RBS is among several major investment banks which have launched fintech ventures, including Barclays, Goldman Sachs, Citigroup and Standard Chartered, in a trend showing their willingness to develop consumer-focused ventures to capture deposits and create payments capabilities.
Banking expert Andrew Barber of Pinsent Masons, the law firm behind Out-Law.com, said the moves were part of a growing trend for mainstream banks to embrace open banking reform which was kickstarted by the introduction of the second Payment Services Directive (PSD2).
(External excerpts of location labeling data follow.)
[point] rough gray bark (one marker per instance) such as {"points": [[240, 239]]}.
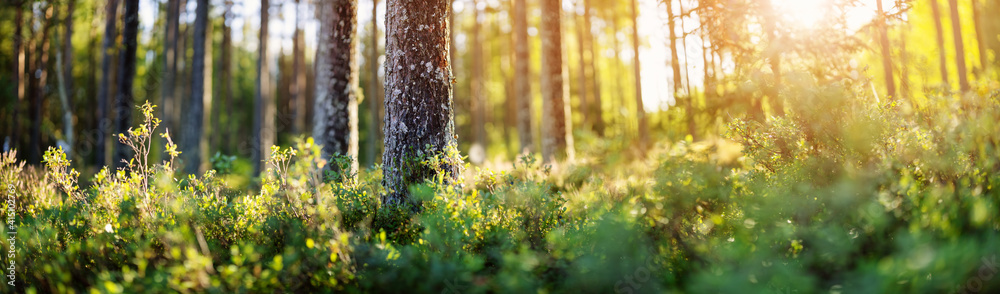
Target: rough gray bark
{"points": [[418, 100], [557, 141], [264, 131], [103, 92], [373, 102], [956, 28], [478, 105], [126, 75], [194, 114], [883, 38], [522, 88], [639, 110], [335, 125]]}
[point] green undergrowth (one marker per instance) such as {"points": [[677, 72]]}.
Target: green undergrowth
{"points": [[841, 195]]}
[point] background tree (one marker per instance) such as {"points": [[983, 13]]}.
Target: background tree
{"points": [[194, 114], [419, 115], [335, 124], [522, 88], [557, 139], [956, 27]]}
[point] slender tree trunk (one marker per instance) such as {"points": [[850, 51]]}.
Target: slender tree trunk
{"points": [[956, 28], [19, 75], [557, 138], [62, 78], [942, 57], [298, 84], [522, 72], [167, 85], [195, 113], [103, 93], [478, 152], [225, 127], [597, 105], [264, 131], [584, 107], [890, 84], [335, 125], [418, 101], [373, 102], [126, 75], [41, 74], [639, 110]]}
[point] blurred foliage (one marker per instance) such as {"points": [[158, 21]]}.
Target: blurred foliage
{"points": [[842, 194]]}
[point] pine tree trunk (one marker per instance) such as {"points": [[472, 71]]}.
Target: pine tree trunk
{"points": [[478, 152], [522, 72], [942, 57], [956, 27], [335, 125], [640, 111], [375, 99], [556, 139], [597, 106], [126, 75], [103, 93], [418, 101], [194, 114], [890, 84], [264, 131]]}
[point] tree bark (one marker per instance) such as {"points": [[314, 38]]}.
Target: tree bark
{"points": [[640, 111], [557, 138], [195, 114], [264, 131], [956, 27], [942, 57], [478, 109], [335, 125], [103, 95], [373, 102], [890, 84], [167, 85], [597, 105], [418, 101], [522, 88], [126, 75]]}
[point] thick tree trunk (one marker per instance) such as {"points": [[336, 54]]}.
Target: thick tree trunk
{"points": [[557, 139], [942, 57], [639, 110], [883, 38], [597, 106], [418, 101], [167, 85], [126, 75], [956, 28], [335, 125], [194, 114], [522, 72], [103, 92], [477, 153], [374, 99], [264, 131]]}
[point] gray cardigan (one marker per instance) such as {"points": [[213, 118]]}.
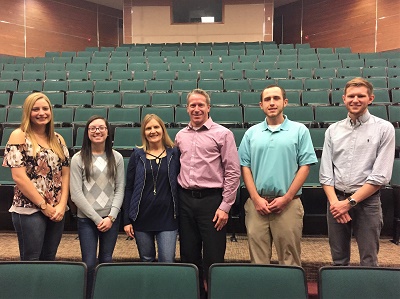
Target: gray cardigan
{"points": [[99, 197]]}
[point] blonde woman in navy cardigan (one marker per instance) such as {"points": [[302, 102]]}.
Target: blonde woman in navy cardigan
{"points": [[150, 202]]}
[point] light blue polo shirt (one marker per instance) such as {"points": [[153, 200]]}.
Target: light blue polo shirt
{"points": [[275, 156]]}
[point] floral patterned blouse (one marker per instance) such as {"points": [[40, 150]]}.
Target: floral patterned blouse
{"points": [[44, 170]]}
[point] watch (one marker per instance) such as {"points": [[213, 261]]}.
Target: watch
{"points": [[42, 205], [352, 201]]}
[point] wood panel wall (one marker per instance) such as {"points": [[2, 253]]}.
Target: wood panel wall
{"points": [[32, 27], [363, 25]]}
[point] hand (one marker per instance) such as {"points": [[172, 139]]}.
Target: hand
{"points": [[129, 231], [49, 212], [261, 205], [344, 218], [58, 214], [104, 224], [277, 205], [339, 208], [220, 219]]}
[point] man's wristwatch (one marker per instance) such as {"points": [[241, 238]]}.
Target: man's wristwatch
{"points": [[352, 201], [42, 205]]}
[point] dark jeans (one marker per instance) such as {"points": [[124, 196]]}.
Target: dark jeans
{"points": [[89, 236], [166, 245], [38, 236], [198, 235], [366, 225]]}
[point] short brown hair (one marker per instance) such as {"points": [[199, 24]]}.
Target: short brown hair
{"points": [[199, 91], [357, 82], [271, 86]]}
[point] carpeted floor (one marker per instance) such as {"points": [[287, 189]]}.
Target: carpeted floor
{"points": [[315, 251]]}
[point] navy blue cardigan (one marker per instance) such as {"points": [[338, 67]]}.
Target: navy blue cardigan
{"points": [[136, 177]]}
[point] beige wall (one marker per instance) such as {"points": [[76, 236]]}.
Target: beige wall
{"points": [[32, 27], [152, 24], [363, 25]]}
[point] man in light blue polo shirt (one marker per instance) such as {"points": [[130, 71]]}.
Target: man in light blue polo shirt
{"points": [[275, 156]]}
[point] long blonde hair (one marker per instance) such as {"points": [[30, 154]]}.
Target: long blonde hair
{"points": [[166, 140], [26, 125]]}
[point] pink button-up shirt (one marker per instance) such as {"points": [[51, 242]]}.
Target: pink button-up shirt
{"points": [[209, 159]]}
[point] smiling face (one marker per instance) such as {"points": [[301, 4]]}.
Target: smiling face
{"points": [[272, 103], [40, 113], [153, 132], [197, 109], [357, 100], [97, 131]]}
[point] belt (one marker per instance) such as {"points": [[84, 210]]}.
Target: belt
{"points": [[200, 193], [271, 198], [342, 193]]}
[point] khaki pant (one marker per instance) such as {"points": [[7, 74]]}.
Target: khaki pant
{"points": [[284, 229]]}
The changes were also driven by the second Electronic Money Directive which allows financial technology firms to register as e-money issuers.
Meanwhile the UK’s new payments architecture will allow multiple providers of overlay services to facilitate payments in an open system.
“Fintech disruption is unlikely to confine itself to retail banking, as corporate expertise is gradually developed by start-ups,” Barber said.
However the amount of regulatory obligations and the design of some of the legislation governing open banking could deter challenger firms from entering the market, and bank account holders from switching to start-up providers, said financial regulation expert David Heffron of Pinsent Masons.
Heffron said for example that the PSD2 technical standards are viewed by many as prioritising security over seamless design, with multi-factor authentication required to complete a transaction. Meanwhile money-laundering rules limited the speed at which fintechs could bring on board new customers.
A recent report by the Bank of International Settlements (BIS) into the entry of big technology companies into financial services (45 page / 1.25MB PDF) suggested that challengers to traditional banking have adopted and reinforced current payment schemes in well-established financial systems, as they have found it easier to become an indirect market participant.
There was also little incentive for fintech companies to incur the costs required to alter customers’ habits in card payments, Heffron said.
“In much the same way that payments is no longer the preserve of traditional banks, fintech is not exclusively the domain of start-ups and multinational tech giants,” Barber said.
“Out of necessity to defend their market share, and recognising that the tide of regulation and commercial reality isn’t flowing exclusively in one direction, banks have begun to build or invest in ventures which rely on the same regulatory innovations and consumer demands as their new competitors,” Barber said.